Lucas Sorgato, assessor econômico do Instituto Fecomércio AL, comentou que essa evolução está intrinsicamente ligada ao período que se segue ao Carnaval. “Os empresários estão cientes de que ainda enfrentam um ambiente desafiador, mas mantêm a esperança de que os negócios se desenvolverão ao longo do ano”, afirmou Sorgato.
Diferenças de Confiança entre os Porte das Empresas
O levantamento revela variações na confiança dos empreendedores em função do porte das empresas. Estabelecimentos com mais de 50 colaboradores apresentaram um índice de 116 pontos, enquanto aqueles com até 50 funcionários se aproximaram da média geral, alcançando 107,8 pontos.

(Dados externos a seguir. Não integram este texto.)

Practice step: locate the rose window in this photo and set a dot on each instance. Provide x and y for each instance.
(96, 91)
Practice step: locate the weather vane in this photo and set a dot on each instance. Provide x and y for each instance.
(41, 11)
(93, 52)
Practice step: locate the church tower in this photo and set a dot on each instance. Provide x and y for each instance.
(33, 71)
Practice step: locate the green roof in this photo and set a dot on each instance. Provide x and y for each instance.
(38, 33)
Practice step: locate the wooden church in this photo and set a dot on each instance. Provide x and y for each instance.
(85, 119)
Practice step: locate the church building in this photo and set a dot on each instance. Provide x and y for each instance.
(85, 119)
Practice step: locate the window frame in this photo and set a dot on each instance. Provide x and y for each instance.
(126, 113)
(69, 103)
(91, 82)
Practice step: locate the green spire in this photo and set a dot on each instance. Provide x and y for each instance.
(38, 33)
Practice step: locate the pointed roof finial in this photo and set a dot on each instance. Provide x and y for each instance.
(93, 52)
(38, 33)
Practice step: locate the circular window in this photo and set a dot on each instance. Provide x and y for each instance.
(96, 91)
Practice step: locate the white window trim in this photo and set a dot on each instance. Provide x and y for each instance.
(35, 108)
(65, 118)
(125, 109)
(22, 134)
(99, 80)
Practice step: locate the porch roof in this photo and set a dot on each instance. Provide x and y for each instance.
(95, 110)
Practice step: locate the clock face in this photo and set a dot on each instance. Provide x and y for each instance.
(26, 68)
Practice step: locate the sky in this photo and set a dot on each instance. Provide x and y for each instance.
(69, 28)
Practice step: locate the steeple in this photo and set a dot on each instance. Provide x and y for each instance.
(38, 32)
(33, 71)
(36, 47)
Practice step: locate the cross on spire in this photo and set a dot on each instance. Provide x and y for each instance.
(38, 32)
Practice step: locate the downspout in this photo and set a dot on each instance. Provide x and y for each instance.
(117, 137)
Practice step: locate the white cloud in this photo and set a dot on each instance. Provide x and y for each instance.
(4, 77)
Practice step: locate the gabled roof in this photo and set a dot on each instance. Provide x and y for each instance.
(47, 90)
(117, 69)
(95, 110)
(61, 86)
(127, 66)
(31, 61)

Para Sorgato, é comum que empresas de maior porte ajustem suas expectativas de forma mais ágil, considerando as condições do cenário macroeconômico, ao passo que as menores reagem de maneira mais tangível ao desempenho de vendas diário.
O Icec é dividido em três subindicadores: o Índice de Condições Atuais do Empresário do Comércio (ICAEC), o Índice de Expectativa do Empresário do Comércio (IEEC) e o Índice de Investimento do Empresário do Comércio (IIEC).
Expectativas e Intenções de Investimento
No mês de março, o Índice de Condições apresentou uma queda de 2,6%, chegando a 82,9 pontos. Entretanto, o índice de expectativas teve uma leve alta, alcançando 134,5 pontos. As intenções de investimento também mostraram progresso, atingindo 106,5 pontos. Um dos principais destaques foi a alta de 8% na expectativa de contratação de novos funcionários.
Para Sorgato, esses dados são um sinal de que as decisões de expansão estão sendo retomadas gradualmente, após os ajustes que costumam ocorrer no início do ano. “Apesar de haver indícios de um movimento de recuperação, o recuo no nível de investimento denota que essa retomada ainda não está se refletindo em um aumento mais substancial nos investimentos produtivos”, concluiu o economista.